Re: Fatal double fault in ZFS with yesterday's CURRENT

From: Steven Hartland <killing_at_multiplay.co.uk> Date: Sat, 3 May 2014 19:04:40 +0100 · This archive was generated by hypermail 2.4.0 : Wed May 19 2021 - 11:40:48 UTC

> "Steven Hartland" <killing_at_multiplay.co.uk> wrote:
> 
> > From: "Fabian Keil" <freebsd-listen_at_fabiankeil.de>
> > 
> > > After updating my laptop to yesterday's CURRENT (r265216),
> > > I got the following fatal double fault on boot:
> > > http://www.fabiankeil.de/bilder/freebsd/kernel-panic-r265216/
> > > 
> > > My previous kernel was based on r264721.
> > >
> > > I'm using a couple of custom patches, some of them are ZFS-related
> > > and thus may be part of the problem (but worked fine for months).
> > > I'll try to reproduce the panic without the patches tomorrow.
> > >
> > 
> > Your seeing a stack overflow in the new ZFS queuing code, which I
> > believe is being triggered by lack of support for TRIM in one of
> > your devices, something Xin reported to me yesterday.
> > 
> > I commited a fix for failing TRIM requests processing slowly last
> > night so you could try updating to after r265253 and see if that
> > helps.
> 
> Thanks. The hard disk is indeed unlikely to support TRIM requests,
> but I can still reproduce the problem with a kernel based on r265255.

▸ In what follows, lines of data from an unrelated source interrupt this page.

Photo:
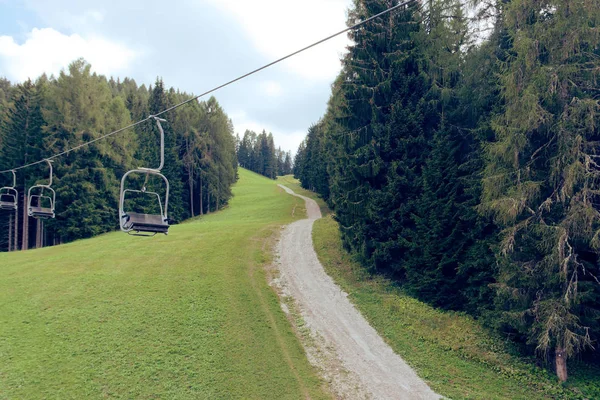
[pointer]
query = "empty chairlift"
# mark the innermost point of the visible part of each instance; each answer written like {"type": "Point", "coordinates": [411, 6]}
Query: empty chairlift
{"type": "Point", "coordinates": [142, 224]}
{"type": "Point", "coordinates": [39, 204]}
{"type": "Point", "coordinates": [9, 197]}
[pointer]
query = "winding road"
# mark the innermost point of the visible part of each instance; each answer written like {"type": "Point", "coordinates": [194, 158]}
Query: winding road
{"type": "Point", "coordinates": [328, 312]}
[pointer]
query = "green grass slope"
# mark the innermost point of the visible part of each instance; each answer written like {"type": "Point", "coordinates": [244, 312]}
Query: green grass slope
{"type": "Point", "coordinates": [451, 351]}
{"type": "Point", "coordinates": [184, 316]}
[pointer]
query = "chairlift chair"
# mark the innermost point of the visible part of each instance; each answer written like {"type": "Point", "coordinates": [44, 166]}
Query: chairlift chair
{"type": "Point", "coordinates": [41, 206]}
{"type": "Point", "coordinates": [140, 224]}
{"type": "Point", "coordinates": [9, 197]}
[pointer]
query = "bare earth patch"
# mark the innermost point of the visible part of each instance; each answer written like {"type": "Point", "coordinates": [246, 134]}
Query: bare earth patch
{"type": "Point", "coordinates": [351, 356]}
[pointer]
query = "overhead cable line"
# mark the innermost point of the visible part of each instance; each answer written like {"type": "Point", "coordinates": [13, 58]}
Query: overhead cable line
{"type": "Point", "coordinates": [353, 27]}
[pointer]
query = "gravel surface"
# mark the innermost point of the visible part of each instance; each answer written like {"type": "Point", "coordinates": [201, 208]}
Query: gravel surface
{"type": "Point", "coordinates": [375, 370]}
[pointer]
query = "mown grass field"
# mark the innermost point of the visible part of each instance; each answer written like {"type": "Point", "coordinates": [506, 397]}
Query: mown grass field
{"type": "Point", "coordinates": [184, 316]}
{"type": "Point", "coordinates": [451, 351]}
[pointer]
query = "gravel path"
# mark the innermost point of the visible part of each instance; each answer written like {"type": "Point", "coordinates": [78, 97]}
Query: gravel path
{"type": "Point", "coordinates": [381, 373]}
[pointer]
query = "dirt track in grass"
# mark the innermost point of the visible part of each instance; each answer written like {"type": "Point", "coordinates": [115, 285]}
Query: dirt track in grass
{"type": "Point", "coordinates": [364, 366]}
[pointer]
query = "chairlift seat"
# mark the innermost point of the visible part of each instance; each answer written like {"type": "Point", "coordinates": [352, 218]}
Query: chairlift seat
{"type": "Point", "coordinates": [8, 205]}
{"type": "Point", "coordinates": [150, 223]}
{"type": "Point", "coordinates": [41, 212]}
{"type": "Point", "coordinates": [8, 202]}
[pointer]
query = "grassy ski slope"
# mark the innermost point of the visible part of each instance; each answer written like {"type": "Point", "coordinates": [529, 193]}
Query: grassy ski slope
{"type": "Point", "coordinates": [184, 316]}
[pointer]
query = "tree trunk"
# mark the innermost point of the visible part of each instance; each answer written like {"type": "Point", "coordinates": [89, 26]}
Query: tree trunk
{"type": "Point", "coordinates": [191, 179]}
{"type": "Point", "coordinates": [561, 364]}
{"type": "Point", "coordinates": [25, 241]}
{"type": "Point", "coordinates": [208, 201]}
{"type": "Point", "coordinates": [201, 194]}
{"type": "Point", "coordinates": [10, 233]}
{"type": "Point", "coordinates": [218, 193]}
{"type": "Point", "coordinates": [16, 232]}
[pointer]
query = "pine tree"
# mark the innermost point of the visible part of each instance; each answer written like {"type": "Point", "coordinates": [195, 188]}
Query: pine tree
{"type": "Point", "coordinates": [541, 180]}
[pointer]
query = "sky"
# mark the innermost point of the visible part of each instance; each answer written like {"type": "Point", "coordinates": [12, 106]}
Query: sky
{"type": "Point", "coordinates": [194, 45]}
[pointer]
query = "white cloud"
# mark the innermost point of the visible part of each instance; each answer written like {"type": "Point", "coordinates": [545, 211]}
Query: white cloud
{"type": "Point", "coordinates": [272, 88]}
{"type": "Point", "coordinates": [47, 50]}
{"type": "Point", "coordinates": [279, 27]}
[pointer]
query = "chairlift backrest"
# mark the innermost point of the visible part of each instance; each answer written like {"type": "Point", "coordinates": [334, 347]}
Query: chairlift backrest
{"type": "Point", "coordinates": [9, 197]}
{"type": "Point", "coordinates": [142, 224]}
{"type": "Point", "coordinates": [35, 203]}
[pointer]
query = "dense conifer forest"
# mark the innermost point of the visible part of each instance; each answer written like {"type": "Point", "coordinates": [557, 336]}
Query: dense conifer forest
{"type": "Point", "coordinates": [43, 118]}
{"type": "Point", "coordinates": [460, 153]}
{"type": "Point", "coordinates": [257, 153]}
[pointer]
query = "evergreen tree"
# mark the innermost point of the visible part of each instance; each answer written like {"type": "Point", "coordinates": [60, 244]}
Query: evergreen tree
{"type": "Point", "coordinates": [541, 179]}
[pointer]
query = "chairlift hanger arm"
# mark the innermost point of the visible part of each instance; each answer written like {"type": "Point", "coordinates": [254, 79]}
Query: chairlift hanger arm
{"type": "Point", "coordinates": [162, 142]}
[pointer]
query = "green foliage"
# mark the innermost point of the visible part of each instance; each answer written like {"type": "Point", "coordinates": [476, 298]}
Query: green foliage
{"type": "Point", "coordinates": [53, 115]}
{"type": "Point", "coordinates": [189, 316]}
{"type": "Point", "coordinates": [257, 153]}
{"type": "Point", "coordinates": [451, 351]}
{"type": "Point", "coordinates": [468, 171]}
{"type": "Point", "coordinates": [541, 178]}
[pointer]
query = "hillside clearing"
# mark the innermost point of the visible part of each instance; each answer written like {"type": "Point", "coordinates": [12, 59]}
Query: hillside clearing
{"type": "Point", "coordinates": [184, 316]}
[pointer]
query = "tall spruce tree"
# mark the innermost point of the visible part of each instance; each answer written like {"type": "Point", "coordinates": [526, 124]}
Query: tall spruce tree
{"type": "Point", "coordinates": [542, 176]}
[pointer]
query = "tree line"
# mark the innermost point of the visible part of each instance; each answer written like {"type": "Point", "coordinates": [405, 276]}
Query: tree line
{"type": "Point", "coordinates": [460, 152]}
{"type": "Point", "coordinates": [43, 118]}
{"type": "Point", "coordinates": [257, 153]}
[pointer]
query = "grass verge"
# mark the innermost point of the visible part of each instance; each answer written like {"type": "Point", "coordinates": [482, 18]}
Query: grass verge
{"type": "Point", "coordinates": [451, 351]}
{"type": "Point", "coordinates": [184, 316]}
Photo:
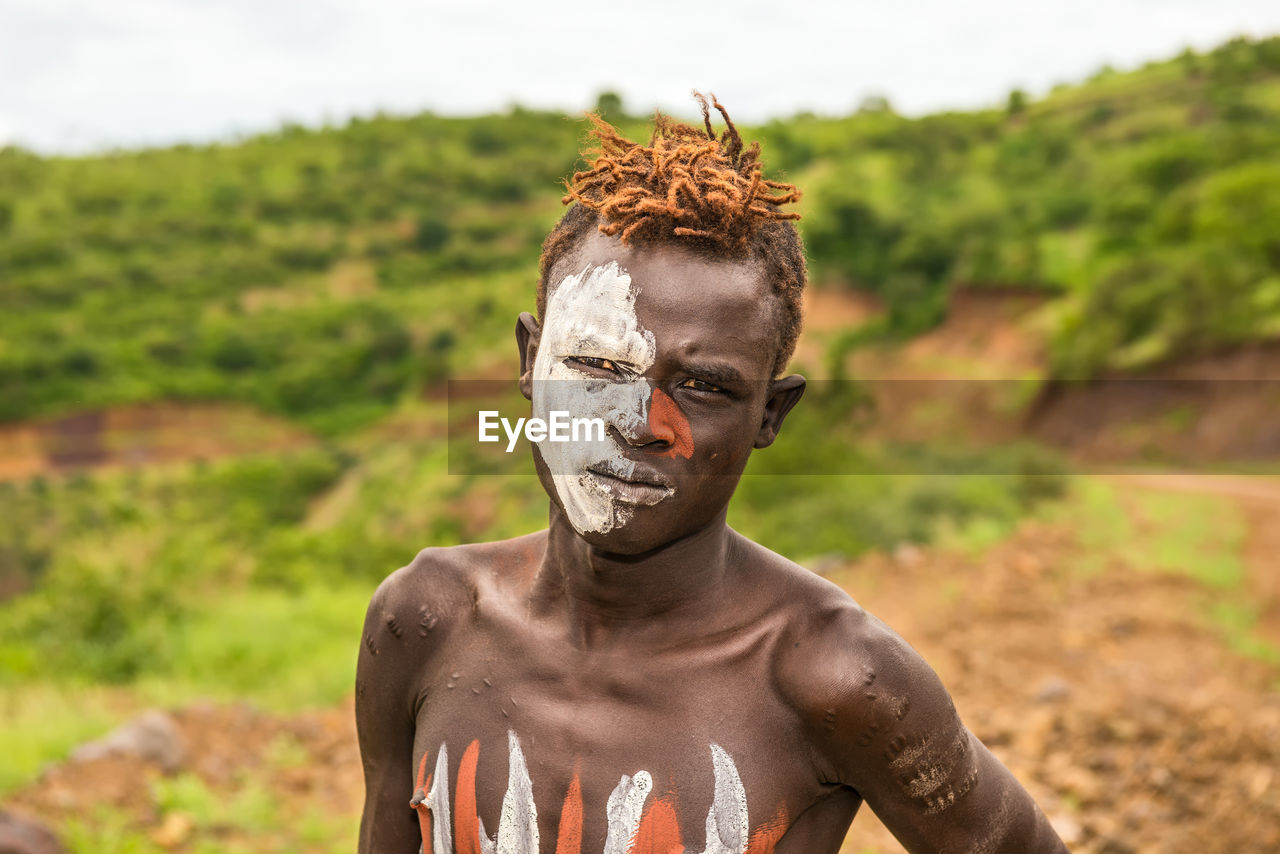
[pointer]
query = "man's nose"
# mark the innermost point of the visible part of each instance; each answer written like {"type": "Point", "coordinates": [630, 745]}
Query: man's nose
{"type": "Point", "coordinates": [667, 424]}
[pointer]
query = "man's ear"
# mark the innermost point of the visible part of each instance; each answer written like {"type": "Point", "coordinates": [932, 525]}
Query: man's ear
{"type": "Point", "coordinates": [784, 393]}
{"type": "Point", "coordinates": [528, 334]}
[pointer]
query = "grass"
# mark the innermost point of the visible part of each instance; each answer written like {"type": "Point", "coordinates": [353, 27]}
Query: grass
{"type": "Point", "coordinates": [1198, 537]}
{"type": "Point", "coordinates": [278, 651]}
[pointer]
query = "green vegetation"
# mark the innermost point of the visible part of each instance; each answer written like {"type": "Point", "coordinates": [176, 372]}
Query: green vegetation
{"type": "Point", "coordinates": [328, 274]}
{"type": "Point", "coordinates": [330, 277]}
{"type": "Point", "coordinates": [1200, 537]}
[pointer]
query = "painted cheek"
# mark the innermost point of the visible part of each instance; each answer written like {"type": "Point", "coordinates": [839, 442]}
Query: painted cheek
{"type": "Point", "coordinates": [670, 424]}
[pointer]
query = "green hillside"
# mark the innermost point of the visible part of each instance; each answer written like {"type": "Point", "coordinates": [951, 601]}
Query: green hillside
{"type": "Point", "coordinates": [329, 277]}
{"type": "Point", "coordinates": [324, 274]}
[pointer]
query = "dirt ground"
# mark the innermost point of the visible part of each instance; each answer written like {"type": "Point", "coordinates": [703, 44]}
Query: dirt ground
{"type": "Point", "coordinates": [1110, 695]}
{"type": "Point", "coordinates": [1111, 699]}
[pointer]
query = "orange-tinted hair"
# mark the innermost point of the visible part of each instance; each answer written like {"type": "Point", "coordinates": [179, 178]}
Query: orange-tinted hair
{"type": "Point", "coordinates": [691, 188]}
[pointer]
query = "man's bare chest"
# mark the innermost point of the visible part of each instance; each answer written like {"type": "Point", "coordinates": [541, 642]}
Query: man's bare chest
{"type": "Point", "coordinates": [540, 749]}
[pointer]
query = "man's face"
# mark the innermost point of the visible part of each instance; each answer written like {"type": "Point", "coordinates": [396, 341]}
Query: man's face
{"type": "Point", "coordinates": [673, 352]}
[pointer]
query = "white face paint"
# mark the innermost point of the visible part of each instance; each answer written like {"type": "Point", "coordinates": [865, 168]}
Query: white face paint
{"type": "Point", "coordinates": [593, 315]}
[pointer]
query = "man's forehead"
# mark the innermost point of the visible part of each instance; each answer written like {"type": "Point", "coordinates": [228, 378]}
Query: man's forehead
{"type": "Point", "coordinates": [668, 277]}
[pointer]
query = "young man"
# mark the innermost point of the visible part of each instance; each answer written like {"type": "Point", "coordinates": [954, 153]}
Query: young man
{"type": "Point", "coordinates": [639, 677]}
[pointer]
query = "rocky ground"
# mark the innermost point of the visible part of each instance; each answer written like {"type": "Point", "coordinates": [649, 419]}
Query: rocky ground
{"type": "Point", "coordinates": [1109, 694]}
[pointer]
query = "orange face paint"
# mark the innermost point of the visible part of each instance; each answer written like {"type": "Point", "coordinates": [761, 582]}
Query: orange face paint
{"type": "Point", "coordinates": [466, 821]}
{"type": "Point", "coordinates": [670, 424]}
{"type": "Point", "coordinates": [570, 837]}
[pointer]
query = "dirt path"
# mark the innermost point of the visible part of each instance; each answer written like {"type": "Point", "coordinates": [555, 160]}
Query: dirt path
{"type": "Point", "coordinates": [1109, 695]}
{"type": "Point", "coordinates": [1258, 499]}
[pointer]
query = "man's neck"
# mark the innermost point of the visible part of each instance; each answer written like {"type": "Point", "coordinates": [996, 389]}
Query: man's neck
{"type": "Point", "coordinates": [606, 596]}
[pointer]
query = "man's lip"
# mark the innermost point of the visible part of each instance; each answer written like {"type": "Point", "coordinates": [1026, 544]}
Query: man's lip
{"type": "Point", "coordinates": [640, 474]}
{"type": "Point", "coordinates": [632, 489]}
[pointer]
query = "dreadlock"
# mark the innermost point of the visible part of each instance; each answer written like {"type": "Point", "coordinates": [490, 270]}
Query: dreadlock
{"type": "Point", "coordinates": [693, 188]}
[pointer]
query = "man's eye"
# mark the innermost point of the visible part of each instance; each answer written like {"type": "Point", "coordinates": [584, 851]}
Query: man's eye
{"type": "Point", "coordinates": [599, 364]}
{"type": "Point", "coordinates": [700, 386]}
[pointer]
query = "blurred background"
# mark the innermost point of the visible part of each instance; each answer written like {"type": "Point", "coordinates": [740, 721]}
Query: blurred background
{"type": "Point", "coordinates": [246, 247]}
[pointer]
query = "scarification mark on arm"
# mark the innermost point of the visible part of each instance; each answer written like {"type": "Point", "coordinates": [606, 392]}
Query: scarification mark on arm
{"type": "Point", "coordinates": [425, 621]}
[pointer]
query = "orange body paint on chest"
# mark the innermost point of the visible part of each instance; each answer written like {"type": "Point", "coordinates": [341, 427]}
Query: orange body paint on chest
{"type": "Point", "coordinates": [670, 424]}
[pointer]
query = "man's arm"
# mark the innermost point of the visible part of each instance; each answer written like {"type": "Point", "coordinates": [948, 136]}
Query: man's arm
{"type": "Point", "coordinates": [894, 735]}
{"type": "Point", "coordinates": [385, 677]}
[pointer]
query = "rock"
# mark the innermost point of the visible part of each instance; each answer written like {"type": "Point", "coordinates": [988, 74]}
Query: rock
{"type": "Point", "coordinates": [152, 736]}
{"type": "Point", "coordinates": [1054, 690]}
{"type": "Point", "coordinates": [26, 836]}
{"type": "Point", "coordinates": [1068, 829]}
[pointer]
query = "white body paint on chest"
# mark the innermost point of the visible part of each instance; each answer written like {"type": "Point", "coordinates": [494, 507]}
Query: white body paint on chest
{"type": "Point", "coordinates": [727, 825]}
{"type": "Point", "coordinates": [592, 314]}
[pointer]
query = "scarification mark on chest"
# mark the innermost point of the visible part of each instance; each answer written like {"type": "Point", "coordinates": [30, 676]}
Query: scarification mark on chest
{"type": "Point", "coordinates": [636, 823]}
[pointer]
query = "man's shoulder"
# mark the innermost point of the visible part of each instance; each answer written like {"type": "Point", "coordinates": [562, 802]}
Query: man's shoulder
{"type": "Point", "coordinates": [443, 581]}
{"type": "Point", "coordinates": [841, 667]}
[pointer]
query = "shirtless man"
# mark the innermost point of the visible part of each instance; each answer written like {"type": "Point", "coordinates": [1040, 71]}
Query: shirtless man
{"type": "Point", "coordinates": [639, 677]}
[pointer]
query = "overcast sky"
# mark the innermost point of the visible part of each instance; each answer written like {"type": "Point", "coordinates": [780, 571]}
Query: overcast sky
{"type": "Point", "coordinates": [83, 74]}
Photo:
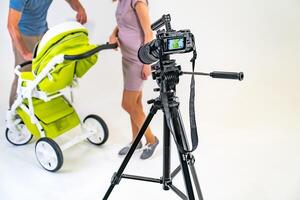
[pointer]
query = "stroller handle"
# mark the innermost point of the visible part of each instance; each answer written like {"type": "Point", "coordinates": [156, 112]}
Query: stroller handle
{"type": "Point", "coordinates": [91, 52]}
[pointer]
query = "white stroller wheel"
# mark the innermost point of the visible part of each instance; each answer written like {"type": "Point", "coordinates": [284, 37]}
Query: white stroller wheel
{"type": "Point", "coordinates": [48, 154]}
{"type": "Point", "coordinates": [96, 125]}
{"type": "Point", "coordinates": [20, 137]}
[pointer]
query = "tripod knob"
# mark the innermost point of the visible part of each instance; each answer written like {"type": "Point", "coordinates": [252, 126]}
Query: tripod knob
{"type": "Point", "coordinates": [151, 101]}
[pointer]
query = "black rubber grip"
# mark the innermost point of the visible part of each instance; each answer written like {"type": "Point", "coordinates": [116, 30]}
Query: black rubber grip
{"type": "Point", "coordinates": [91, 52]}
{"type": "Point", "coordinates": [227, 75]}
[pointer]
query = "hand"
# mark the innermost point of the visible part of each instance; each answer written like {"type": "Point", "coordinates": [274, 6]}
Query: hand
{"type": "Point", "coordinates": [81, 16]}
{"type": "Point", "coordinates": [27, 56]}
{"type": "Point", "coordinates": [114, 39]}
{"type": "Point", "coordinates": [146, 71]}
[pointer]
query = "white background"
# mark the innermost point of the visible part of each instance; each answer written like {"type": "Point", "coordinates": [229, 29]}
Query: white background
{"type": "Point", "coordinates": [249, 130]}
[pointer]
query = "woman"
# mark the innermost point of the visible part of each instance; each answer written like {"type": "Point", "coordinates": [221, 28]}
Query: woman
{"type": "Point", "coordinates": [134, 29]}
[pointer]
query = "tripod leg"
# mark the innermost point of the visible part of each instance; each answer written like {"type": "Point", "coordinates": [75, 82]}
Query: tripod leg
{"type": "Point", "coordinates": [166, 156]}
{"type": "Point", "coordinates": [117, 176]}
{"type": "Point", "coordinates": [195, 178]}
{"type": "Point", "coordinates": [179, 134]}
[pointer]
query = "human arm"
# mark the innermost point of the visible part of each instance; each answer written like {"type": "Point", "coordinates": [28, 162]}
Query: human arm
{"type": "Point", "coordinates": [81, 16]}
{"type": "Point", "coordinates": [113, 38]}
{"type": "Point", "coordinates": [14, 18]}
{"type": "Point", "coordinates": [142, 11]}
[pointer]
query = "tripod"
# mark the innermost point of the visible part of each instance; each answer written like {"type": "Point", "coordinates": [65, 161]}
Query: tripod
{"type": "Point", "coordinates": [187, 160]}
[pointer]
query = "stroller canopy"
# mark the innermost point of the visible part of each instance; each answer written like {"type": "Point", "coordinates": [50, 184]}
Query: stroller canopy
{"type": "Point", "coordinates": [69, 38]}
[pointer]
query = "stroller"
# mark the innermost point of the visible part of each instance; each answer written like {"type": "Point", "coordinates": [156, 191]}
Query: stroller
{"type": "Point", "coordinates": [41, 109]}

Thanks for testing, I suspect its still a numbers game with how many items
are outstanding in the queue and now that free / TRIM requests are also
now queued its triggering the failure.

If your just on a HDD try setting the following in /boot/loader.conf as
a temporary workaround:
vfs.zfs.trim.enabled=0

> > I still need to investigate the stack overflow more directly which
> > appears to be caused by the new zfs queuing code when things are
> > running slowly and there's a large backlog of IO's.
> >
> > I would be interested to know you config there so zpool layout and
> > hardware in the mean time.
> 
> The system is a Lenovo ThinkPad R500:
> http://www.nycbug.org/index.cgi?action=dmesgd&do=view&dmesgid=2449
> 
> I'm booting from UFS, the panic occurs while the pool is being imported.
> 
> The pool is located on a single geli-encrypted slice:
> 
> fk_at_r500 ~ $zpool status tank
>   pool: tank
>  state: ONLINE
>   scan: scrub repaired 0 in 4h11m with 0 errors on Sat Mar 22 18:25:01 2014
> config:
> 
>  NAME           STATE     READ WRITE CKSUM
>  tank           ONLINE       0     0     0
>    ada0s1d.eli  ONLINE       0     0     0
> 
> errors: No known data errors
> 
> Maybe geli fails TRIM requests differently.

That helps, Xin also reported the issue with geli and thats what I'm testing
with, I believe this is a factor because is significantly slows things down
again meaning more items in the queues, but I've only managed to trigger it
once here as the machine I'm using is pretty quick.

I'll continue looking at this ASAP.

    Regards
    Steve